N. 01208/2023 REG.RIC.
REPUBBLICA ITALIANA
IN NOME DEL POPOLO ITALIANO
Il CONSIGLIO DI GIUSTIZIA AMMINISTRATIVA PER LA REGIONE SICILIANA
Sezione giurisdizionale
ha pronunciato la presente
SENTENZA
sul ricorso numero di registro generale 1208 del 2023, proposto da IU IN, RA La CA, rappresentati e difesi dagli avvocati IU Catana, Massimo Commendatore, con domicilio digitale come da PEC da Registri di Giustizia;
contro
Comune di Catania, in persona del legale rappresentante pro tempore , rappresentato e difeso dall'avvocato Daniela Maria Macri', con domicilio digitale come da PEC da Registri di Giustizia;
per la riforma
della sentenza di rigetto del Tribunale Amministrativo Regionale per la Sicilia - sezione staccata di Catania (Sezione Seconda) n. 01374/2023, resa tra le parti, e per il conseguente annullamento:
- dell'ordinanza n. URB\67 emessa dal Comune di Catania in data 2 febbraio 2017;
- di ogni altro atto presupposto, preparatorio, connesso e consequenziale;
Visti il ricorso in appello e i relativi allegati;
Visto l'atto di costituzione in giudizio di Comune di Catania;
Visti tutti gli atti della causa;
Relatore nell'udienza pubblica del giorno 17 dicembre 2025 il Cons. NO Di TA e uditi per le parti gli avvocati come specificato nel verbale;
Ritenuto e considerato in fatto e diritto quanto segue.
FATTO
1. Con ordinanza n. URB/67 del 2 febbraio 2017, notificata in data 27 marzo 2017, il Comune di Catania ha accertato l’asserita inottemperanza dei signori IU IN e RA La CA a precedenti ordini di demolizione relativi a opere qualificate abusive, disponendo, per l’effetto, l’acquisizione gratuita al patrimonio comunale delle opere e della relativa area di sedime e pertinenza, quantificata in complessivi mq 235.

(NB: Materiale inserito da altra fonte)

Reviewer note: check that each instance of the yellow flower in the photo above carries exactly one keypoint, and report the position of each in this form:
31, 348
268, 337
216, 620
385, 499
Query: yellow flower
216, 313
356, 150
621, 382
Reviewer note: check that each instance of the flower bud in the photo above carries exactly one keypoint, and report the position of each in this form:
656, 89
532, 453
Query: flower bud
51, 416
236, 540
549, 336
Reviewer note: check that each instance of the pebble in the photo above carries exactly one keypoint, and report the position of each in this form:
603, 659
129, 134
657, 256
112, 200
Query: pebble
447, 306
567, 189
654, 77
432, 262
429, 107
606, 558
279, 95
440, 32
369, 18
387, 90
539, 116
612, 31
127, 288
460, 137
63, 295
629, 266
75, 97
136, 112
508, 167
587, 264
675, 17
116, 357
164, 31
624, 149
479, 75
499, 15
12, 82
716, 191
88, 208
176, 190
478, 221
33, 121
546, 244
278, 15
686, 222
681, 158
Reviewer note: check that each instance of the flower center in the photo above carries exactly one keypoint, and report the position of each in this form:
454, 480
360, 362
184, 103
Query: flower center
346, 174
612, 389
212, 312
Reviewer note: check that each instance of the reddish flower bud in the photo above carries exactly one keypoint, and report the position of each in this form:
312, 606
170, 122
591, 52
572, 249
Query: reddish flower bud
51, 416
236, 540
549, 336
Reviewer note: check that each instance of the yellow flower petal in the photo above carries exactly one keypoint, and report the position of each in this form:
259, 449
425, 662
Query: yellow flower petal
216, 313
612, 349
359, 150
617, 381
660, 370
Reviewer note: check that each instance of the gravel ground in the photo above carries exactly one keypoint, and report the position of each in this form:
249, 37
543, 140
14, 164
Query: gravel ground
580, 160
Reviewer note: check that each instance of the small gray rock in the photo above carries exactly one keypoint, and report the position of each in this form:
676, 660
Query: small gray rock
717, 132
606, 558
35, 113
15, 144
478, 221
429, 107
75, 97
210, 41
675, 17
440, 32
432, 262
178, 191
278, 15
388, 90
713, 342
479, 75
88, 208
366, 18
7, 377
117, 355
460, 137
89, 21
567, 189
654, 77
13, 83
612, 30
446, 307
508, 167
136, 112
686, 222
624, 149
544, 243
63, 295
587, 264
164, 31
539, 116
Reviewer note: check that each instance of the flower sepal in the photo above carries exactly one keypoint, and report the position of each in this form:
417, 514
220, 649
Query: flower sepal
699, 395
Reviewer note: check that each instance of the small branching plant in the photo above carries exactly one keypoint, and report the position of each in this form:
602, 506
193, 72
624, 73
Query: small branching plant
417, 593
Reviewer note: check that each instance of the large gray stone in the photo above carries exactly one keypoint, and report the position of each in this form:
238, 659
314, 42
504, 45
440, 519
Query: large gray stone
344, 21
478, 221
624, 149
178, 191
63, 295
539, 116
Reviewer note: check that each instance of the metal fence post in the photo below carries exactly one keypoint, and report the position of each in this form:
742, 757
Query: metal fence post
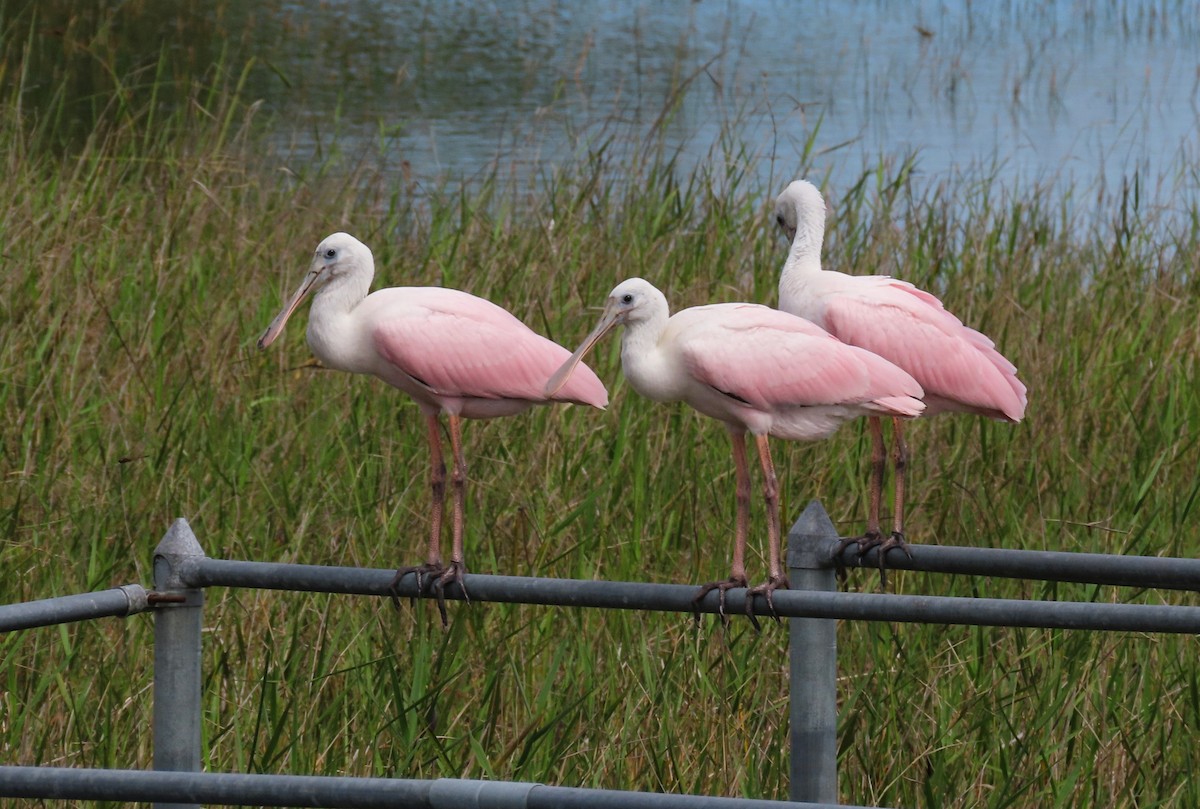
177, 658
814, 663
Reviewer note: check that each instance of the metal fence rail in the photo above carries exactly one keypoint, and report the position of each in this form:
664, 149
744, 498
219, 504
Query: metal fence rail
119, 601
342, 792
1157, 571
183, 571
677, 598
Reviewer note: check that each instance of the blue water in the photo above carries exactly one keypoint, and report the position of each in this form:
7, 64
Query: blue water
1067, 93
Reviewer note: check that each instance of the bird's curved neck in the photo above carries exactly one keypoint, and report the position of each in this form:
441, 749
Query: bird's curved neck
340, 295
330, 333
804, 255
641, 358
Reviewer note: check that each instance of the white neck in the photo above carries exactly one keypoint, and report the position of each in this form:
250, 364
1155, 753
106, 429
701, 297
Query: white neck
330, 336
641, 357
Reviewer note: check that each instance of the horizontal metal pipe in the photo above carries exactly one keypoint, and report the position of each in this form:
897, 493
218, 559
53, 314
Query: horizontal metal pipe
677, 598
340, 792
1168, 573
119, 601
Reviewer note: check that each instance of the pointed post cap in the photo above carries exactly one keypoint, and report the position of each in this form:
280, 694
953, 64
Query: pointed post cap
178, 544
813, 539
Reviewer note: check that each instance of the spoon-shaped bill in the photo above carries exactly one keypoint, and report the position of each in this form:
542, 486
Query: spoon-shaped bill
607, 321
276, 327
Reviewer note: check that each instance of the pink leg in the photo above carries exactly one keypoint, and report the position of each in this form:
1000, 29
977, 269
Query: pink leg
432, 567
457, 567
873, 537
777, 579
900, 461
742, 527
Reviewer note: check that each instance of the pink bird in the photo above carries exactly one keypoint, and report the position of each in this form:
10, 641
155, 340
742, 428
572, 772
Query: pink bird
450, 351
756, 370
958, 366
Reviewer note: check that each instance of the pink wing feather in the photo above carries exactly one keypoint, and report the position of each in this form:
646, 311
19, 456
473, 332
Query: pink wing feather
461, 345
958, 366
774, 360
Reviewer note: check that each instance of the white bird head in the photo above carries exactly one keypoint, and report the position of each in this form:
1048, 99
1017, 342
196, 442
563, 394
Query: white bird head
631, 301
801, 208
339, 256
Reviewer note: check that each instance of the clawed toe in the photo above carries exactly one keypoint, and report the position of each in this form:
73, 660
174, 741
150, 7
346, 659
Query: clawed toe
432, 579
721, 587
767, 589
426, 574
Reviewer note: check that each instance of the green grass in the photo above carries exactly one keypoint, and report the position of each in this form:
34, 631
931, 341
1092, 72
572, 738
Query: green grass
141, 265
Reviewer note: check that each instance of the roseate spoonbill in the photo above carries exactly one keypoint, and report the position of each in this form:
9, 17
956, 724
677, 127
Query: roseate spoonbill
450, 351
958, 366
756, 370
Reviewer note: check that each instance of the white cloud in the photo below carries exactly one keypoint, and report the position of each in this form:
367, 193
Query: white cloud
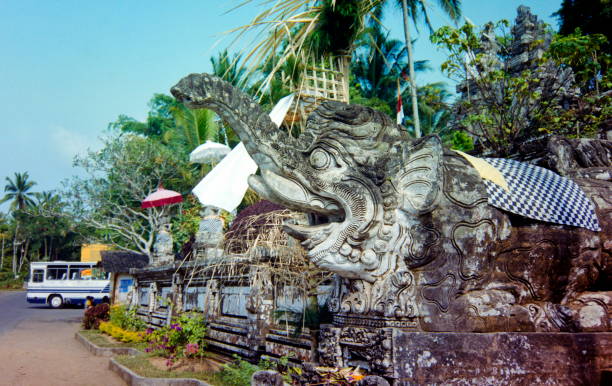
69, 143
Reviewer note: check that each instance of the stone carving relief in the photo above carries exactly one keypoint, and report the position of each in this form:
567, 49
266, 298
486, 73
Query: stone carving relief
163, 248
406, 225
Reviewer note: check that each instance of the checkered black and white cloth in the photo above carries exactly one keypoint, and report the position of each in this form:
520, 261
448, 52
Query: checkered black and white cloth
540, 194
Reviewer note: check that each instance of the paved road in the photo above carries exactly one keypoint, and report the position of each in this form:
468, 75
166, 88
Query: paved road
37, 347
14, 309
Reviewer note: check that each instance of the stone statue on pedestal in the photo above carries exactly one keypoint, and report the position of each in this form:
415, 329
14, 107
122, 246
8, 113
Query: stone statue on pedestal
163, 249
209, 238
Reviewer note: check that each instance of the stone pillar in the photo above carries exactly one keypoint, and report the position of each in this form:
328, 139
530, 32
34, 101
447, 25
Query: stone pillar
163, 249
152, 296
210, 234
260, 304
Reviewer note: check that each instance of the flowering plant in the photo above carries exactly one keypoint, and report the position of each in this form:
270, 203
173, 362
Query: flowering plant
183, 337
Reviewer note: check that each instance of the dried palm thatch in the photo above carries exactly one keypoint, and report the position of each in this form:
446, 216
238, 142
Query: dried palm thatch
319, 35
261, 246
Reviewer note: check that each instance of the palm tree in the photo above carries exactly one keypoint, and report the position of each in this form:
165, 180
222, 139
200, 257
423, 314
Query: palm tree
434, 110
229, 69
378, 62
414, 8
17, 191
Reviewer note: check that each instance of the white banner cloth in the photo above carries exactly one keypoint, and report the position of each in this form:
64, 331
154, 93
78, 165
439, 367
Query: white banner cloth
225, 185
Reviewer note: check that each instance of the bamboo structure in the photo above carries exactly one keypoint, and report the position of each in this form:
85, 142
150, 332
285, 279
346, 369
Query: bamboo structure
326, 79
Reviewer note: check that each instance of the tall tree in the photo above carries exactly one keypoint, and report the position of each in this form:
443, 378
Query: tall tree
118, 178
414, 9
18, 191
229, 68
377, 63
590, 16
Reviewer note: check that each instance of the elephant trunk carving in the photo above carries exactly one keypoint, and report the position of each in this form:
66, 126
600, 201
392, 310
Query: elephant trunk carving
408, 228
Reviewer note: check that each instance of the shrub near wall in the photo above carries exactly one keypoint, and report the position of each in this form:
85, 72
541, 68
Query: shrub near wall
120, 334
94, 315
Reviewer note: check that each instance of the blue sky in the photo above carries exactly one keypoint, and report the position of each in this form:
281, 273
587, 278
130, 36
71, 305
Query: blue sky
69, 67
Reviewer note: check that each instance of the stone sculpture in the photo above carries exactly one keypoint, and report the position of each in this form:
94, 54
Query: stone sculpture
210, 234
162, 249
406, 226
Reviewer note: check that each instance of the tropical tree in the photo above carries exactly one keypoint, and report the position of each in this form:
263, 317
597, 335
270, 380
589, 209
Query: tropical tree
17, 191
159, 122
229, 69
413, 9
434, 110
117, 178
590, 16
501, 104
378, 62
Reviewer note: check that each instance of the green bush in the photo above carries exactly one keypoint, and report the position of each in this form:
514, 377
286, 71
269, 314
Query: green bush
126, 318
94, 315
238, 373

2. Avverso l’ordinanza n. URB/67 del 2 febbraio 2017 gli appellanti, con il ricorso proposto dinanzi al TAR Sicilia – Catania (R.G. n. 1061/2017), hanno chiesto l’annullamento nonché la declaratoria di nullità di ulteriori atti tra i quali: l’ingiunzione a demolire n. 07/43 (indicata in atti come adottata nel 2007), l’ordine di demolizione n. URB-253 del 26 febbraio 2014 e, infine, il provvedimento della Procura della Repubblica – Ufficio esecuzioni ordini di demolizione – n. 1/2013.

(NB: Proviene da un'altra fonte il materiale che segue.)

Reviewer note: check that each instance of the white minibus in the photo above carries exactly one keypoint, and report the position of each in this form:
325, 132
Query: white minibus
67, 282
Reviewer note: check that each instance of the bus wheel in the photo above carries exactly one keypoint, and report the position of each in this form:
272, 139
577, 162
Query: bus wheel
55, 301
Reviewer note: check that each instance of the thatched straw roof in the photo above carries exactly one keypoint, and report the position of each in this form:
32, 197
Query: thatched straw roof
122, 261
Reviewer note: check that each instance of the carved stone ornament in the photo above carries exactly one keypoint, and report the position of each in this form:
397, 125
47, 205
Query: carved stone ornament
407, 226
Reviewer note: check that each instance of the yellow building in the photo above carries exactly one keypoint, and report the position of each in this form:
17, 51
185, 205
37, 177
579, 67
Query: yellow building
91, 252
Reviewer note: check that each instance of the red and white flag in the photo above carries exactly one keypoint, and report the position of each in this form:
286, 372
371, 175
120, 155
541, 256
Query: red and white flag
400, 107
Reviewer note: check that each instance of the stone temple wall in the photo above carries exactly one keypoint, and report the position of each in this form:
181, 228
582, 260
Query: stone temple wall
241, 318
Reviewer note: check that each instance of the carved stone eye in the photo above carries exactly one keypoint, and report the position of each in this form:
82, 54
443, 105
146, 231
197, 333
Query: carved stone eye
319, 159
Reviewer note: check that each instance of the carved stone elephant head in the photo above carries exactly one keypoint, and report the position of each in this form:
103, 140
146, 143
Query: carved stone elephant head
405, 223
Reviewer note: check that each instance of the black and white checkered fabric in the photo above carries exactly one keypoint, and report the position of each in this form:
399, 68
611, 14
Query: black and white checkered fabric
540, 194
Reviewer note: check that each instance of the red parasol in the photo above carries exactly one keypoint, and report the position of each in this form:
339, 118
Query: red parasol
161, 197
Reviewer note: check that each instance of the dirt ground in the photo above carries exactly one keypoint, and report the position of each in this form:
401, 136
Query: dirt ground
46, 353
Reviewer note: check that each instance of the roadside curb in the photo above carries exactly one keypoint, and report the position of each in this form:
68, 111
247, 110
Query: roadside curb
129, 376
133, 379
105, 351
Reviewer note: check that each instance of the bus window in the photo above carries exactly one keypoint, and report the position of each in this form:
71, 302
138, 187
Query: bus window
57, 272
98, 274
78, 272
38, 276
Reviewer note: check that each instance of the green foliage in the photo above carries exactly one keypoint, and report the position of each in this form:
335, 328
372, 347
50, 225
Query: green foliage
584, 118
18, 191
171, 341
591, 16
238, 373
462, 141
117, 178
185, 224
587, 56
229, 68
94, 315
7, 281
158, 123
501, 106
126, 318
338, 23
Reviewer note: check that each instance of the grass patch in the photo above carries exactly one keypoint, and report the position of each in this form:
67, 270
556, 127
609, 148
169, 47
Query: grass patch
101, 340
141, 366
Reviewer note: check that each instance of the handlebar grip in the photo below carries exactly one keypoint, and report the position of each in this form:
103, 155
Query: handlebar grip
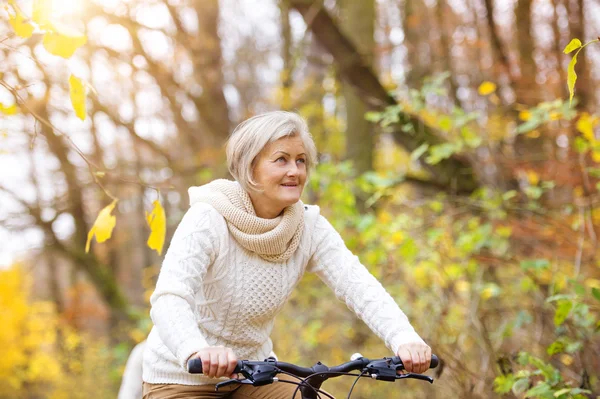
435, 361
195, 366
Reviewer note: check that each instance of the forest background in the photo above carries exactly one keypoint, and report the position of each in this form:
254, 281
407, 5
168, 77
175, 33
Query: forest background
452, 160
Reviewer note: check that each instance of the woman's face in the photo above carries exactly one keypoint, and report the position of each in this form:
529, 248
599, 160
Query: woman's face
280, 171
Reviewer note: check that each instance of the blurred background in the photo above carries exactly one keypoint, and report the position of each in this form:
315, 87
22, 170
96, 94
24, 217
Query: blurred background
451, 160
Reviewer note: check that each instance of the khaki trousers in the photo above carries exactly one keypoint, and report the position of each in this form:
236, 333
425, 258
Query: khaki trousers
278, 390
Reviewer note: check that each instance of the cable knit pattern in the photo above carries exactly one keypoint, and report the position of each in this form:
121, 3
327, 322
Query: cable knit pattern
214, 291
273, 239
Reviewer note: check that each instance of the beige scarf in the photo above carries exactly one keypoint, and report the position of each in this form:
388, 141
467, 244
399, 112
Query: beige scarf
274, 240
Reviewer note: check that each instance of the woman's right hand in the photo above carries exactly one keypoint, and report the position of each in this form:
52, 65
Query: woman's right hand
217, 361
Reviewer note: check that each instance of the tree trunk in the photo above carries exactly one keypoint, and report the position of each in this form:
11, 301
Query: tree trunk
454, 173
498, 51
527, 89
357, 22
584, 85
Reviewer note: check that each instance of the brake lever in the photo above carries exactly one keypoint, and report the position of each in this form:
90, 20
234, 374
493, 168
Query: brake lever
416, 377
229, 382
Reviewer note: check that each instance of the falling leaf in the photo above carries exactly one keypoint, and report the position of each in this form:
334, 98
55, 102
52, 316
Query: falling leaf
533, 177
20, 22
158, 227
487, 88
41, 13
77, 90
103, 226
585, 125
562, 312
573, 45
572, 77
525, 115
10, 110
63, 41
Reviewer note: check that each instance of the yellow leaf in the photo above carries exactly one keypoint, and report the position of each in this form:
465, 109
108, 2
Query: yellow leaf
103, 226
533, 177
41, 12
158, 227
20, 22
10, 110
487, 88
398, 237
525, 115
585, 125
571, 78
566, 359
573, 45
554, 116
77, 90
63, 41
462, 286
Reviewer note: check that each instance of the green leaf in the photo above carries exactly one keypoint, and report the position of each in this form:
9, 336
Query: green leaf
573, 45
520, 386
416, 154
509, 194
572, 77
536, 264
373, 116
541, 390
559, 297
581, 144
445, 123
594, 172
555, 347
562, 312
596, 293
561, 392
439, 152
503, 383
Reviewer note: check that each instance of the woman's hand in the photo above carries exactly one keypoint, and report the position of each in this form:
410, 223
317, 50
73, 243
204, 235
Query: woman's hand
217, 361
416, 356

3. Con sentenza n. 1374/2023, resa sul ricorso R.G. n. 1061/2017, il TAR Sicilia – Catania, Sezione II, ha: rigettato il ricorso nella parte relativa all’impugnazione dell’atto di accertamento di inottemperanza e di acquisizione, ritenendo, per quanto qui rileva, non condivisibile la prospettazione attorea sul sequestro penale quale impedimento idoneo a paralizzare la maturazione degli effetti ex art. 31 D.P.R. n. 380/2001; dichiarato inammissibile il ricorso quanto all’impugnazione dei pregressi ordini di demolizione e del provvedimento della Procura della Repubblica; condannato, infine, i ricorrenti alla rifusione delle spese di lite, liquidate in euro 1.750,00, oltre accessori se dovuti.

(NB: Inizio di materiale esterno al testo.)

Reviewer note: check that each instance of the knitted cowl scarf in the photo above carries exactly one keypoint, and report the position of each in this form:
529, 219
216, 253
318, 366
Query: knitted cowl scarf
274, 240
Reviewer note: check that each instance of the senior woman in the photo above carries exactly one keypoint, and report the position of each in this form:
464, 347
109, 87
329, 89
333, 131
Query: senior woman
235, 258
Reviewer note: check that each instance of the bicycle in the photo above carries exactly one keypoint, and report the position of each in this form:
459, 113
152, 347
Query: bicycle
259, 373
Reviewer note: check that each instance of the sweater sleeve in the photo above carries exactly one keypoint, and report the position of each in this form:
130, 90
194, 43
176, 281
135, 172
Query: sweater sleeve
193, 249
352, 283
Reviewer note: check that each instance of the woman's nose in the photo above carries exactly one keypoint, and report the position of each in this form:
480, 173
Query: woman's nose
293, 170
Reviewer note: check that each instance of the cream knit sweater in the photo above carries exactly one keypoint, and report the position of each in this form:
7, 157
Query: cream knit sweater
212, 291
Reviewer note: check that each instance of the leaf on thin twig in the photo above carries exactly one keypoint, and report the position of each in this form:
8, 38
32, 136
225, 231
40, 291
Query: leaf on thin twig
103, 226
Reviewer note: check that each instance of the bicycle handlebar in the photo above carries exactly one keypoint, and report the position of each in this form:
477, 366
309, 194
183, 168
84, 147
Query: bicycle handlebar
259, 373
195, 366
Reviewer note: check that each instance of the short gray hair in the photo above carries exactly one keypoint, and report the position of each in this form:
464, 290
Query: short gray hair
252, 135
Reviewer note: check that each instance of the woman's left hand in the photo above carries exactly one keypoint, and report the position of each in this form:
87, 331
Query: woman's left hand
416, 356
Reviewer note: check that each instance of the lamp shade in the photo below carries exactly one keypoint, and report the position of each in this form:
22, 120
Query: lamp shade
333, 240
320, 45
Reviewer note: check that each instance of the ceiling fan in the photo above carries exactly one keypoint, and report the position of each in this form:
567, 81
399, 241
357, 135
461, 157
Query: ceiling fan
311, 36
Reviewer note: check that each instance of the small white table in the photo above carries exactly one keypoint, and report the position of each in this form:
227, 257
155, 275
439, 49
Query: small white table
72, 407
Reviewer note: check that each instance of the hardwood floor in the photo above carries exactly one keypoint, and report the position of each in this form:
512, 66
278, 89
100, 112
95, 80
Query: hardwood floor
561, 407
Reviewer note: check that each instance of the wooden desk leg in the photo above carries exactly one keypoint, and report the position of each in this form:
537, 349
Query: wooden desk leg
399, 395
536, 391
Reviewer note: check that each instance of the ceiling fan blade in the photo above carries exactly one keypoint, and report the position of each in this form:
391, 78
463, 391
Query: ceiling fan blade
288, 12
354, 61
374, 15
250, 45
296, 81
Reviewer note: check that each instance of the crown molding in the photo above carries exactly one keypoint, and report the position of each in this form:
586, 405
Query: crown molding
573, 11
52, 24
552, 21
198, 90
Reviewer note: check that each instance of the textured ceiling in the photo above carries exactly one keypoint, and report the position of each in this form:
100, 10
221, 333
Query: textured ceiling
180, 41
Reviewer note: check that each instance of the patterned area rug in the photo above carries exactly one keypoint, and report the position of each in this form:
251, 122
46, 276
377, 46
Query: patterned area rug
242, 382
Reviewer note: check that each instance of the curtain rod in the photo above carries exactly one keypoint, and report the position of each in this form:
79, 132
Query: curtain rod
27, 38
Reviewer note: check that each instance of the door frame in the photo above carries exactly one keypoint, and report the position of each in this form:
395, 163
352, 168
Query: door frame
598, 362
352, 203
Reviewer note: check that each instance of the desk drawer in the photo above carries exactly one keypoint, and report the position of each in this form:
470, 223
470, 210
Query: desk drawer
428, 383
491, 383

4. Con ricorso in appello (R.G.N. n. 1208/2023), notificato al Comune di Catania a mezzo PEC in data 27 novembre 2023, i signori IN e La CA hanno impugnato la sentenza del TAR Sicilia n. 1374/2023, deducendone l’erroneità e insistendo, in sintesi, sulla tesi per cui in costanza di sequestro non potrebbe utilmente decorrere il termine assegnato per l’ottemperanza, con conseguente illegittimità dell’accertamento di inottemperanza e dell’acquisizione; gli appellanti hanno, altresì, riproposto doglianze relative alla motivazione e ai criteri di determinazione dell’area acquisita.
Si è costituito in appello il Comune di Catania, reiterando le eccezioni preliminari e contestando nel merito l’impostazione avversaria con particolare riferimento alla vicenda del sequestro e ai suoi effetti dopo la definitività della sentenza penale, ribadendo la correttezza del criterio seguito per l’estensione dell’area acquisita.
5. All’udienza del giorno 17 dicembre 2025 la causa è stata trattenuta in decisione.
DIRITTO
I. Con il primo motivo gli appellanti lamentano l’erroneità della sentenza impugnata nella parte in cui, pur dando atto del non univoco assestamento della giurisprudenza in ordine al rilievo del sequestro penale ai fini dell’eseguibilità dell’ordine di demolizione e, soprattutto, della decorrenza del termine la cui infruttuosa scadenza legittima l’accertamento di inottemperanza e l’acquisizione gratuita ex art. 31 del d.P.R. n. 380/2001, ha consapevolmente aderito all’indirizzo secondo cui la perdita della disponibilità dell’immobile conseguente al sequestro “ non presenta carattere assoluto ” e l’interessato può recuperarla mediante “ apposita istanza per la demolizione del manufatto ”, reputando così legittima la sequenza sanzionatoria culminata nell’ordinanza comunale di accertamento di inottemperanza e di acquisizione.
Il motivo è fondato.
Il fulcro della questione non è, in sé, la astratta legittimità dell’adozione di un ordine ripristinatorio anche in costanza di sequestro, poiché la tutela del territorio non può essere resa dipendente da circostanze esterne e, talvolta, persino ignote all’amministrazione.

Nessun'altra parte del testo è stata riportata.